Amelioration of collagen II-induced arthritis in rats by the type IV phosphodiesterase inhibitor Rolipram.

作者信息

Nyman U, Müssener A, Larsson E, Lorentzen J, Klareskog L

机构信息

Department of Rheumatology, Karolinska Hospital, Stockholm, Sweden.

出版信息

Clin Exp Immunol. 1997 Jun;108(3):415-9. doi: 10.1046/j.1365-2249.1997.3931291.x.

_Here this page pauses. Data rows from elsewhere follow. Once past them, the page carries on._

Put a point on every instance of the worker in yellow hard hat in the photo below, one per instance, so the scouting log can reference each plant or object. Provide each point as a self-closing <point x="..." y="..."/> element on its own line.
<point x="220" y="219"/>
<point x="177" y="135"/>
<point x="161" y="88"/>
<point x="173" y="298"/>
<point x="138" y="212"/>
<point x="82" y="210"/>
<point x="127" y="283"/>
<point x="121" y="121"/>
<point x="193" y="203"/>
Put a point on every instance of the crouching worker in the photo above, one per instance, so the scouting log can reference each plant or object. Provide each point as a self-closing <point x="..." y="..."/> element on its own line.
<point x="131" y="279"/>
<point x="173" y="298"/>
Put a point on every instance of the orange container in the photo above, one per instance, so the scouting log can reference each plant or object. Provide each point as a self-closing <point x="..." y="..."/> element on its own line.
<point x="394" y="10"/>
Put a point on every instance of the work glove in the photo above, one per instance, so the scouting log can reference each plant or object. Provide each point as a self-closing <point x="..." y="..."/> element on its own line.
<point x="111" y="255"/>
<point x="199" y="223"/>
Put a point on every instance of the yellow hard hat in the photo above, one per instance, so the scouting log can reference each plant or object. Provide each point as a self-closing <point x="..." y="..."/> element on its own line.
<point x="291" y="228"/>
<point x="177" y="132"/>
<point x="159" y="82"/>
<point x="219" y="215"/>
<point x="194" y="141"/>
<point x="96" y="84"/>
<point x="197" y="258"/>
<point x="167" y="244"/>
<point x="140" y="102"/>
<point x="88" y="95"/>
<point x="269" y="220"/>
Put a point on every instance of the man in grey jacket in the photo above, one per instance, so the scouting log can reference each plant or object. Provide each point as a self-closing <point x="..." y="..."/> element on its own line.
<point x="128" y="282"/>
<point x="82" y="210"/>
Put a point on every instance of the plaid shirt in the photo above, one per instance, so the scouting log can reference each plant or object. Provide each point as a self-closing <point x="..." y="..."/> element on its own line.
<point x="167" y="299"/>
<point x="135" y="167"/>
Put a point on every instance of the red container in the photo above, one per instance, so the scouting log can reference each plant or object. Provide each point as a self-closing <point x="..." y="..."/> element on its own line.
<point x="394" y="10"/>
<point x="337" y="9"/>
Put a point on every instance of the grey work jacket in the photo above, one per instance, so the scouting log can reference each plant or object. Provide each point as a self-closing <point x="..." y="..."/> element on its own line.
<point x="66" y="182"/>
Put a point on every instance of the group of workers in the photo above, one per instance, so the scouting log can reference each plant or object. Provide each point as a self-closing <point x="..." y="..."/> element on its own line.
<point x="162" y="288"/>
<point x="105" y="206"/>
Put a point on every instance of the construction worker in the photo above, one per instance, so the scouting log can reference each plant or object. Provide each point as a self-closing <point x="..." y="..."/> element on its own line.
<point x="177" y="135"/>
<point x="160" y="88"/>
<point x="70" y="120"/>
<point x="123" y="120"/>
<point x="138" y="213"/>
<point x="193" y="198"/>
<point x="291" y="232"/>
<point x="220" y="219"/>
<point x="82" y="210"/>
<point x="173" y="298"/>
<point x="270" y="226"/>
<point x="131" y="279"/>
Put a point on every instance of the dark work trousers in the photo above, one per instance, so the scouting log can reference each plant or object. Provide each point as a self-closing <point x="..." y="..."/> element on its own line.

DOI:10.1046/j.1365-2249.1997.3931291.x
PMID:9182885
原文链接:https://pmc.ncbi.nlm.nih.gov/articles/PMC1904682/
Abstract

The effect of Rolipram, a selective inhibitor of the cyclic AMP specific phosphodiesterase (PDE IV) was evaluated in the rat collagen type II (RCII)-induced arthritis model in the DA rat. Rolipram was given either shortly before expected onset of disease (days 10-14) or shortly after the onset of clinically evident arthritis (days 15-19 after immunization). Administration at days 10-14 delayed the onset of arthritis for approximately 5 days, but the severity of arthritis was thereafter comparable to that seen in a non-treated control group. Rolipram treatment of animals with manifest arthritis inhibited further arthritis development and also tended to diminish its severity at a phase of disease where non-treated control animals showed a rapidly progressing disease development. Serum levels of antibodies to RCII were in all experiments similar between Rolipram-treated and control animals. An in situ hybridization method for determining cytokine mRNA synthesis in regional lymph nodes, after administration of Rolipram (at days 2-7), demonstrated a strong inhibitory effect on tumour necrosis factor-alpha (TNF-alpha) and interferon-gamma (IFN-gamma) mRNA expression, whereas no effects were seen on IL-2 mRNA synthesis after in vivo challenge with native RCII emulsified in Freund's incomplete adjuvant. The results thus demonstrate strong preventive as well as therapeutic effects of Rolipram in a model for arthritis that is very similar to human rheumatoid arthritis with respect to cytokine regulation, and suggest that Rolipram has its major effects in the effector stage of the arthritogenic immune response.

摘要

在DA大鼠的II型胶原诱导性关节炎(RCII)模型中,评估了环磷酸腺苷特异性磷酸二酯酶(PDE IV)的选择性抑制剂咯利普兰的作用。咯利普兰在预期疾病发作前不久(第10 - 14天)或临床明显关节炎发作后不久(免疫后第15 - 19天)给药。在第10 - 14天给药使关节炎发作延迟了约5天,但此后关节炎的严重程度与未治疗的对照组相当。对患有明显关节炎的动物用咯利普兰治疗可抑制关节炎的进一步发展,并且在疾病的一个阶段也倾向于减轻其严重程度,在该阶段未治疗的对照动物表现出疾病快速进展。在所有实验中,咯利普兰治疗组和对照组动物血清中抗RCII抗体水平相似。在给予咯利普兰(第2 - 7天)后,用于测定局部淋巴结中细胞因子mRNA合成的原位杂交方法显示对肿瘤坏死因子-α(TNF-α)和干扰素-γ(IFN-γ)mRNA表达有强烈抑制作用,而在用弗氏不完全佐剂乳化的天然RCII进行体内攻击后,对IL-2 mRNA合成未见影响。因此,结果表明咯利普兰在一个在细胞因子调节方面与人类类风湿性关节炎非常相似的关节炎模型中具有强大的预防和治疗作用,并表明咯利普兰在致关节炎免疫反应的效应阶段发挥其主要作用。